A sharp decline in the national debt could have substantial benefits, many economists assert, by holding down interest rates, freeing up capital for private investment and leaving the government in a stronger position to shore up the Social Security system early in the next century, when baby boomers begin to retire.
Stephen Moore, the economic policy director at the libertarian Cato Institute, said: "There is something to be said for Congress putting the government on automatic pilot for a while."
For all the political maneuvering and rhetoric over the surplus, the nation has yet to have a full-blown debate over the wisest uses of the future budget windfall. Many experts say policymakers have failed to address several important questions, such as whether the long-term surplus forecasts will hold up and whether a major tax cut could overheat the economy.

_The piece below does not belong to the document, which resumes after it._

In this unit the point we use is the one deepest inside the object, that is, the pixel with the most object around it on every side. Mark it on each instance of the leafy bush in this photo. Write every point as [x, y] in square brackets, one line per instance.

"When we were faced with deficits, we knew we could battle our way back to zero," said Gail Fosler, chief economist for the Conference Board, a business research group in New York, and a onetime Senate budget analyst. "But now when we have very large surpluses, we have no guidance on how to resolve this issue of more. We're in an economic no man's land."
Robert D. Reischauer, a former CBO director now with the Brookings Institution, said the main virtue of doing nothing on taxes this year is that it will buy time to do a "reality check" on the surplus projections. Much of the projected surplus hinges on Congress and the president adhering to tight budget rules established in 1997, which already is proving difficult.
"Part of the reality check is to test whether the political system can exercise real restraint in the discretionary spending accounts," Reischauer said.